On dit également que Kinzhal a une capacité anti-navire, bien que la véritable nature de ses capacités à cet égard ne soit pas claire. Il est possible qu’un rôle anti-navire conventionnel reste ambitieux et qu’il ne puisse être utilisé dans ce rôle que via son option nucléaire, ou s’il est équipé d’un chercheur radar actif capable de cibler des navires en mouvement. Jusqu’à présent, nous savons que les stocks de ces armes sont limités, tout comme leurs plates-formes de lancement MiG-31 modifiées, mais elles se sont récemment déployées en Syrie et à Kaliningrad, indiquant une expansion de leurs opérations. Les estimations de vitesse et de portée du missile varient considérablement, mais quelque part entre Mach 5 et 12 et 900-1 6000 milles est généralement ce qui est supposé. 
Maintenant, pour en revenir à cette frappe de Kinzhal en Ukraine, nous avons plusieurs questions sur la vidéo du ministère de la Défense russe qui prétend montrer la frappe de Kinzhal en question, vue ici : 

La cible revendiquée était une installation souterraine de stockage de missiles à Delyatyn, dans l’oblast d’Ivano-Frankivsk. Une vérification rapide des cartes montre la base de Delyatyn sur le côté nord des montagnes des Carpates, près des frontières de l’Ukraine avec la Roumanie et la Hongrie. Delyatyn correspond à la facture d’une installation de stockage de missiles ou de munitions, avec des bunkers construits sur le terrain et loin des zones civiles bâties.
La zone de guerre n’a pas encore été en mesure de géolocaliser la cible supposée à l’aide d’images satellite commerciales qui correspondent à ce qui est vu dans la vidéo, qui ressemble plus à un grand entrepôt ou à une grange hors sol. Il y a aussi un manque évident d’explosions secondaires comme on pourrait s’y attendre lorsque le carburant de fusée et les explosifs se cuisinent. Il est toujours possible qu’un Kinzhal touche la base, mais la vidéo est au minimum suspecte.
L’utilisation de Kinzhal pour atteindre cette cible est également une preuve supplémentaire de la façon dont les défenses aériennes de l’Ukraine restent un puissant moyen de dissuasion pour les forces russes. Ils ont été remarquablement efficaces contre les avions russes et ont également eu un certain succès contre les missiles de croisière, mais cela n’a pas empêché les missiles de croisière de mener des attaques réussies contre des cibles dans l’extrême ouest de l’Ukraine. Quoi qu’il en soit, il devient clair comme de l’eau de roche que la Russie reste réticente ou incapable de faire voler des avions d’attaque habités contre des cibles aussi éloignées à l’ouest compte tenu de la menace anti-aérienne ukrainienne.

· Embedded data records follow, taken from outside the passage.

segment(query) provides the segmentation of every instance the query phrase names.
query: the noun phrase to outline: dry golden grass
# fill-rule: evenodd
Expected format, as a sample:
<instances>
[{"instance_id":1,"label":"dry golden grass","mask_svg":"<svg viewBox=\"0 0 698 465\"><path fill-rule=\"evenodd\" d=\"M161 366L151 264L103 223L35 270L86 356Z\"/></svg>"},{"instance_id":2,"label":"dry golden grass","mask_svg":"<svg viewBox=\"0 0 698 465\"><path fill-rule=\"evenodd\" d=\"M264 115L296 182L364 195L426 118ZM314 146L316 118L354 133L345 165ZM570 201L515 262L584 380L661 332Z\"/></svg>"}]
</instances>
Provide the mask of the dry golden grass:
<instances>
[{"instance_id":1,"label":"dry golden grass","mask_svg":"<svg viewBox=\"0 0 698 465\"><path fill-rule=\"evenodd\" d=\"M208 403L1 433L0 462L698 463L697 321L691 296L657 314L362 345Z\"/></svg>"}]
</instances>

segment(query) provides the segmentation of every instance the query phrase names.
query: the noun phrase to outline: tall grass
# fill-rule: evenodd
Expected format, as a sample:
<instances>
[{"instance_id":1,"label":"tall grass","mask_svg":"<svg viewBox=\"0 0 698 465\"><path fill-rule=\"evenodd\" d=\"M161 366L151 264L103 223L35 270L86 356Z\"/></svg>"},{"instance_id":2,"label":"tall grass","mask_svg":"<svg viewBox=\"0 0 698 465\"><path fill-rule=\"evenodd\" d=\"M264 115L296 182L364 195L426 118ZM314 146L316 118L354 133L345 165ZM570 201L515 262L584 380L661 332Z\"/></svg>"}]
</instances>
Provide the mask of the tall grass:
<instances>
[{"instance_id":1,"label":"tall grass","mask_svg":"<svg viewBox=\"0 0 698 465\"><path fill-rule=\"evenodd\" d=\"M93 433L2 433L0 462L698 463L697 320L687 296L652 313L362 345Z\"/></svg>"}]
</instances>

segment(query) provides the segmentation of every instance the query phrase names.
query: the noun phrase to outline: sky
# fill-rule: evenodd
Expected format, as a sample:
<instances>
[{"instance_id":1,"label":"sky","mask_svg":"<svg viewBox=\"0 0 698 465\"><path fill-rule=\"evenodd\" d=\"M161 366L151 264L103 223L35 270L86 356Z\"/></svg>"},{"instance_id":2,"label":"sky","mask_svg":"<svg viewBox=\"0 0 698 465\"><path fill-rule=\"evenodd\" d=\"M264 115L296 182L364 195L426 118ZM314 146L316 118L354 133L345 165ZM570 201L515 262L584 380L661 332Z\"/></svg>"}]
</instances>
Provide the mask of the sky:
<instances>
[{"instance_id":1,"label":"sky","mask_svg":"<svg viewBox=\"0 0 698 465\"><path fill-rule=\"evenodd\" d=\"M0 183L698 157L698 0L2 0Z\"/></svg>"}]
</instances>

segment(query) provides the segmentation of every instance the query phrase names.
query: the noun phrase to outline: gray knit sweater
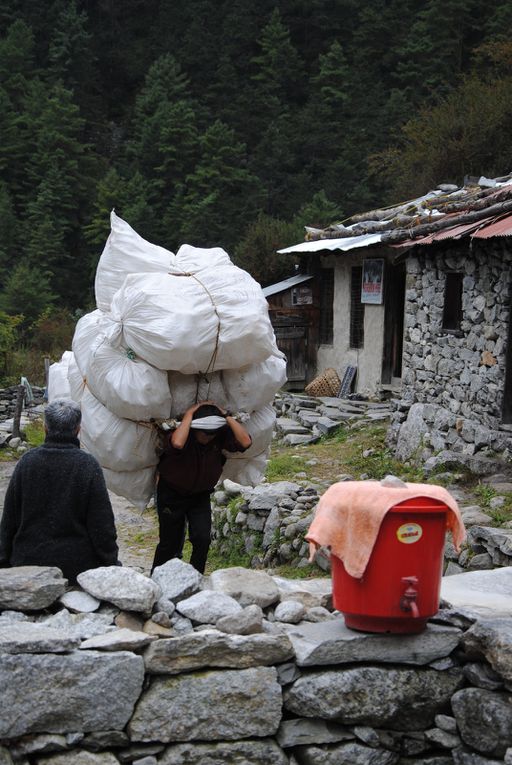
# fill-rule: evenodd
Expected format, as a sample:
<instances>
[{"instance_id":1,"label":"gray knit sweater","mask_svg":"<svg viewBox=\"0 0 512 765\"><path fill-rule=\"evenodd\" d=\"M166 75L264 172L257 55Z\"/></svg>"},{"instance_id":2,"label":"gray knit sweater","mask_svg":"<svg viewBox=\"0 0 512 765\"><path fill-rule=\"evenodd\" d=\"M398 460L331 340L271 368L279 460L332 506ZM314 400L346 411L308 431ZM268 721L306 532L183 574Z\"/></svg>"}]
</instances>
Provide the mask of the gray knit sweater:
<instances>
[{"instance_id":1,"label":"gray knit sweater","mask_svg":"<svg viewBox=\"0 0 512 765\"><path fill-rule=\"evenodd\" d=\"M77 438L47 437L14 469L0 522L0 566L77 574L117 563L114 514L97 460Z\"/></svg>"}]
</instances>

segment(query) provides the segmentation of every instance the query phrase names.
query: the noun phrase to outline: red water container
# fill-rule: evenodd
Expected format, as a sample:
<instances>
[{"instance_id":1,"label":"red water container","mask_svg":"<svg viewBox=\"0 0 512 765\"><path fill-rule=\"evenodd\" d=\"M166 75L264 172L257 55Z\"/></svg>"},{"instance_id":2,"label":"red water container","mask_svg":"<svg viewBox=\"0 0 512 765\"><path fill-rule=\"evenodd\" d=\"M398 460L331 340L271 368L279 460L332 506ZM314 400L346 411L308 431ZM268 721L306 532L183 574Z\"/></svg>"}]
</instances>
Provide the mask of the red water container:
<instances>
[{"instance_id":1,"label":"red water container","mask_svg":"<svg viewBox=\"0 0 512 765\"><path fill-rule=\"evenodd\" d=\"M448 508L416 497L386 513L361 579L331 555L333 603L363 632L421 632L439 609Z\"/></svg>"}]
</instances>

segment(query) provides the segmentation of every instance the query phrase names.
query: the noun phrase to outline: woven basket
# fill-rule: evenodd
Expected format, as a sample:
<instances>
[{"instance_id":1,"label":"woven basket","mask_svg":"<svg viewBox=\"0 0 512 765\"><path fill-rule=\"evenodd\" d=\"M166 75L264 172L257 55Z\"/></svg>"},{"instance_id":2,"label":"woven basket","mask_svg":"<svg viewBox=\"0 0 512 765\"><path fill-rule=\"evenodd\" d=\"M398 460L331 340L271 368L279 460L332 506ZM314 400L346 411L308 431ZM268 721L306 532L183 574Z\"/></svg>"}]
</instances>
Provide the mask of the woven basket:
<instances>
[{"instance_id":1,"label":"woven basket","mask_svg":"<svg viewBox=\"0 0 512 765\"><path fill-rule=\"evenodd\" d=\"M341 387L338 373L332 367L326 369L321 375L306 385L305 392L308 396L337 396Z\"/></svg>"}]
</instances>

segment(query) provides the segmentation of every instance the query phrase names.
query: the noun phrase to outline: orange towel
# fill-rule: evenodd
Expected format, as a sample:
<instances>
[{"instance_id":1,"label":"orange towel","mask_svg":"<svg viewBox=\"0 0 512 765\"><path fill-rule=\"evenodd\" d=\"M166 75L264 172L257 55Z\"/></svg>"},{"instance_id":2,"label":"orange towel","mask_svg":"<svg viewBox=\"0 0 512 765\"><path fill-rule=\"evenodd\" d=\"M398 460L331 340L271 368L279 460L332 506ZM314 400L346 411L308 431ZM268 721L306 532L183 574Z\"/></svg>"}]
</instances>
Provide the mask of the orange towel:
<instances>
[{"instance_id":1,"label":"orange towel","mask_svg":"<svg viewBox=\"0 0 512 765\"><path fill-rule=\"evenodd\" d=\"M382 486L378 481L346 481L333 484L320 498L306 539L310 560L318 547L330 547L346 571L359 579L364 574L382 519L394 505L413 497L429 497L448 507L446 526L457 550L466 536L458 505L442 486L406 483Z\"/></svg>"}]
</instances>

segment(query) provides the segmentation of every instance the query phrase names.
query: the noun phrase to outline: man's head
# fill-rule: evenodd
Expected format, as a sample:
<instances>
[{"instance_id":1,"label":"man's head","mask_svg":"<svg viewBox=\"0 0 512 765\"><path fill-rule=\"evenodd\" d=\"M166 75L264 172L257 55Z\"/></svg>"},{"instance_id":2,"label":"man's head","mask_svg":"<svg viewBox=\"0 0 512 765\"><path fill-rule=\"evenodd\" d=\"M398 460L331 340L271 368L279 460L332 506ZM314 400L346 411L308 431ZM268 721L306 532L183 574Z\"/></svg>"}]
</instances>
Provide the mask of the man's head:
<instances>
[{"instance_id":1,"label":"man's head","mask_svg":"<svg viewBox=\"0 0 512 765\"><path fill-rule=\"evenodd\" d=\"M226 424L215 404L203 404L192 415L191 428L200 444L208 444Z\"/></svg>"},{"instance_id":2,"label":"man's head","mask_svg":"<svg viewBox=\"0 0 512 765\"><path fill-rule=\"evenodd\" d=\"M49 436L76 436L81 421L80 407L68 398L56 398L44 412L44 427Z\"/></svg>"}]
</instances>

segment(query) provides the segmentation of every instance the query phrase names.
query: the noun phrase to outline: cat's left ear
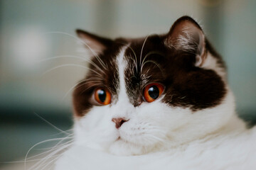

Mais au-delà de la distance de sécurité de Kinzhal et de sa conception pour vaincre les défenses aériennes, on ne sait pas pourquoi cette cible a nécessité son utilisation. La nature durcie du supposé bunker d’armes ferait potentiellement d’un missile balistique un bon choix pour le détruire, mais la Russie dispose de missiles balistiques lancés au sol Iskander-M beaucoup plus conventionnels qui peuvent être utilisés pour le faire.
Mais étant donné que les défenses aériennes étaient clairement une raison d’utiliser une capacité aussi haut de gamme pour frapper le bunker d’armes, cela soulève en outre la question de savoir comment un modeste véhicule aérien sans pilote Orlan-10 a réussi à franchir la zone cible supposée pour filmer l’attaque. 
La portée d’Orlan-10 est généralement indiquée comme étant comprise entre 120 et 1 50 kilomètres , ou entre environ 75 et 93 milles. Cependant, on dit qu’il est capable de mener des opérations sur une distance de 600 kilomètres, soit près de 373 miles, en « mode hors ligne » le long d’un itinéraire préplanifié où il peut enregistrer des séquences vidéo, mais pas les transmettre en temps réel. temps. L’un de ces drones se serait récemment écrasé dans le nord-ouest de la Roumanieil y a plus d’une semaine, suggérant qu’ils ont déjà été employés dans cette région générale de l’Ukraine. Avec ces portées à l’esprit, un Orlan-10 pourrait potentiellement voler vers cette partie de l’Ukraine depuis le sud de la Biélorussie, mais aurait également pu être lancé depuis la région séparatiste pro-russe de la Transnistrie en Moldavie. Néanmoins, le fait qu’il volait juste autour de cette zone cible éloignée indique que l’enregistrement de la frappe valait bien la perte du drone ou qu’il s’est produit dans une zone complètement différente.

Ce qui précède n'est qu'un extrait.